His paintings move between landscape and interior, abstraction and storytelling, humour and grief. Works such as Botafumeiro capture the theatre of a restaurant in motion, while Warmth turns toward desert dunes, amber light, and the question of how to contain a landscape one also belongs to. Silence and By Your Side move into darker, more elemental territory, where the sea becomes less a subject and more a physical force.

PILLOWER
وسميت جهنمية
PILLOWER
عطر الإغراء

Raised between the Swiss mountains, Bavaria, and Saudi Arabia, PILLOWER’s visual language comes from contrast. “The eye that consumes mountains and forests isn’t the same eye that consumes deserts and seas,” he says. “A desert has a sweeping neat softness that has to be transferred through to the brush.” This life between places taught him to remain a student, always listening to the view in front of him.

PILLOWER
WHAT GOOD DOES REGRET DO
PILLOWER
Warmth

Born to a father who collected art and a mother who is an expressionist artist, Al Banawi’s relationship with painting began early, through observation, travel, and informal painting sessions during his upbringing in Jeddah.
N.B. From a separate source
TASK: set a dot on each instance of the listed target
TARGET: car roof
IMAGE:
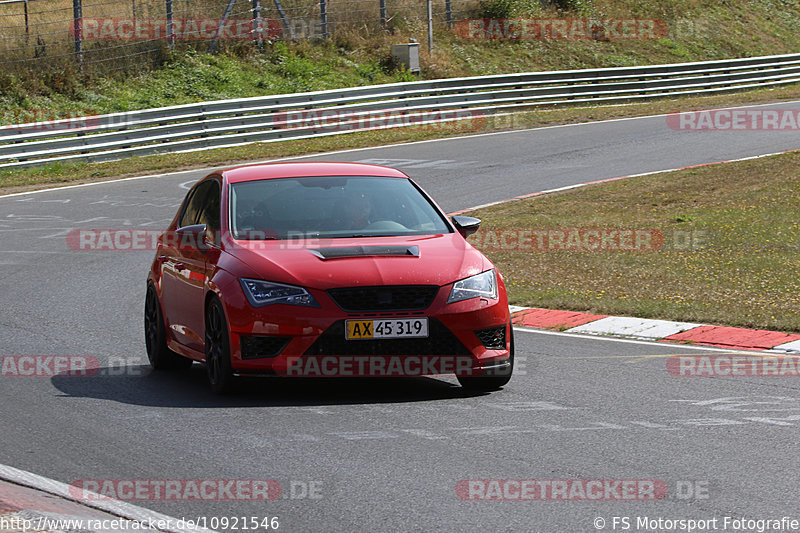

Today, his practice explores parallel forces: history and memory, structure and emotion, power and fragility.

PILLOWER
Through the beyond
PILLOWER
Fruit Basket
PILLOWER
Self portrait #5

In Al Sofra, those forces do not resolve. They gather. The paintings hold the tension between belonging and distance, between what is remembered and what is still becoming. For PILLOWER, home is not simply a place. As he puts it, “We don’t get to choose our homes. But we do get to choose what our home means to us. And to me it’s the anchor and the seed.”